Group-by Interface

Problem:
The current Python interface for group_{rows,cols}_by().aggregate() only allows aggregation over entries. The corresponding row or column annotations are dropped in the new matrix table.

dplyr:
dplyr has a group_by function which is analogous to our group_by. It also has extra group_by_if, group_by_at, and group_by_all functions that give the user more control over the grouping. The corresponding function to our aggregate function is summarise – the interfaces are basically identical. Lastly, dplyr has an ungroup function which removes the groupings. Calling summarise does not convert the grouped data frame to a regular data frame.

Pandas:
Pandas is similar to Hail. The semantics are group_by().aggregate() and the result of aggregate is a regular data frame.

PySpark:
The PySpark interface is similar to the Scala Spark interface. There’s a groupBy function and aggregateByKey which takes a zero value, a seqop, and a combop. There’s also a reduceByKey function which is similar to aggregateByKey, but only has a seqop.

Proposal:
Follow dplyr’s semantics that require an additional function call to return a single matrix table or table. I’m not wedded to the name ungroup. Could also be result like in the SplitMulti and case builder interfaces. The aggregate_entries is the same as the current aggregate. aggregate_{rows,cols} is new and specifies how to aggregate the row and column annotations.

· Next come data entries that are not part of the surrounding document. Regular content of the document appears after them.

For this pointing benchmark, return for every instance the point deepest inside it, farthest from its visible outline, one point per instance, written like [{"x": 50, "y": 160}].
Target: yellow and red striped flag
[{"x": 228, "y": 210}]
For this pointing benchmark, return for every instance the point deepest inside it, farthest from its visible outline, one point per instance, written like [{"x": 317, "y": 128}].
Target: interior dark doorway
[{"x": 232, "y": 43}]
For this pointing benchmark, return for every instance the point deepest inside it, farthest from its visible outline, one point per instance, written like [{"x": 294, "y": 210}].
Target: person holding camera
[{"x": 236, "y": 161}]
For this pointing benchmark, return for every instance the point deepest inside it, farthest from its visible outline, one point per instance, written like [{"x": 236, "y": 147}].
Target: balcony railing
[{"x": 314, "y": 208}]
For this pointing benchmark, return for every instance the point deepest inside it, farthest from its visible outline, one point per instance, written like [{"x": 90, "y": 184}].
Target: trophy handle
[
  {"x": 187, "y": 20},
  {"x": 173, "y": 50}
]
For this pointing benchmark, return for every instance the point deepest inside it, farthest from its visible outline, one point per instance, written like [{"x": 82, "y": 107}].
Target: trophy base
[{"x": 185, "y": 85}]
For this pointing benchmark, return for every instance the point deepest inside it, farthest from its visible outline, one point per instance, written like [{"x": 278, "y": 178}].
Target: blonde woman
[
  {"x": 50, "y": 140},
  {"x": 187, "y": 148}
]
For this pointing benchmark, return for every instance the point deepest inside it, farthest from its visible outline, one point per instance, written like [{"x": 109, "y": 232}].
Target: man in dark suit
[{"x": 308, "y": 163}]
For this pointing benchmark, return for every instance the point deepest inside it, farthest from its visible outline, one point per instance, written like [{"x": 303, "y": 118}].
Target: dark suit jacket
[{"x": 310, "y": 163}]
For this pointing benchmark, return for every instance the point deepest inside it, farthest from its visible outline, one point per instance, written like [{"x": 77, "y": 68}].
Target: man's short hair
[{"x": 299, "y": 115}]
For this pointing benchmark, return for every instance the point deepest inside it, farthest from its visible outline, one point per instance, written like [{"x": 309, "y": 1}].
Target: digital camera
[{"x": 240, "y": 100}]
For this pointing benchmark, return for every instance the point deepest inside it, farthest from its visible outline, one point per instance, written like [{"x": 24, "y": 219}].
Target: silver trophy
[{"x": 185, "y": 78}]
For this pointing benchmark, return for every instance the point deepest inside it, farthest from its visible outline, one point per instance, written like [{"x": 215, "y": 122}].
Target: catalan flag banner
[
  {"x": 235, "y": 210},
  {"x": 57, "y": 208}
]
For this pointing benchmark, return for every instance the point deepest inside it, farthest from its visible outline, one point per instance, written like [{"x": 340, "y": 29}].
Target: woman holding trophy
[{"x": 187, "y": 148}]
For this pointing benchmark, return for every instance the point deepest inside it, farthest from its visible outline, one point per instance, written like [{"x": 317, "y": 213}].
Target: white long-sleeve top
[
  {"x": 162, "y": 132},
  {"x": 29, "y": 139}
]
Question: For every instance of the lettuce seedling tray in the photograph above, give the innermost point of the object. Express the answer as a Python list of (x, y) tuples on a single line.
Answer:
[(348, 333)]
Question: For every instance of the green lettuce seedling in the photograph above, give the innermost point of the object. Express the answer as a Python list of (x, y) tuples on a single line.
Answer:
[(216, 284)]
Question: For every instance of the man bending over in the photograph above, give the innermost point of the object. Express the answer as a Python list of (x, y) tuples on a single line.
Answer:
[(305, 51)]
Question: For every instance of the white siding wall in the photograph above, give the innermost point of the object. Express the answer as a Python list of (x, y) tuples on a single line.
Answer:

dataset.group_rows_by(dataset.gene)
       .aggregate_entries(n_non_ref = agg.count_where(dataset.GT.is_non_ref())))
       .aggregate_rows(transcripts = agg.collect_as_set(dataset.transcript))
       .ungroup()

dataset.group_cols_by(dataset.gene)
       .aggregate_entries(n_non_ref = agg.count_where(dataset.GT.is_non_ref())))
       .aggregate_cols(phenotypes = agg.collect_as_set(dataset.qPheno))
       .ungroup()
1 Like

Making sure I understand: after a group_rows_by, the entry and row fields will be exactly the fields defined by the aggregate_entries and aggregate_rows methods?

If I understand the semantics correctly, I find ungroup very confusing. I like result. And I like the proposed interface.

what about adding optional aggregate_rows and aggregate_cols on grouped matrix table? Then .aggregate is always the last call

That would be good for backwards compatibility, but I don’t love that aggregate_{rows,cols} has to be before aggregate and aggregate implies entry level aggregations. I think that will be confusing.

that is an obvious drawback, but it makes the common thing nice, I think. There aren’t as many cases when the row/col fields need to be aggregated as well.

I suppose this proposed interface is symmetric to the existing aggregate_rows aggregate_cols aggregate_entries, which is a plus

What about aggregate is an alias for .aggregate_entries().result()? This would mean these changes aren’t breaking.

+1 to aggregate as an alias. That makes me very happy.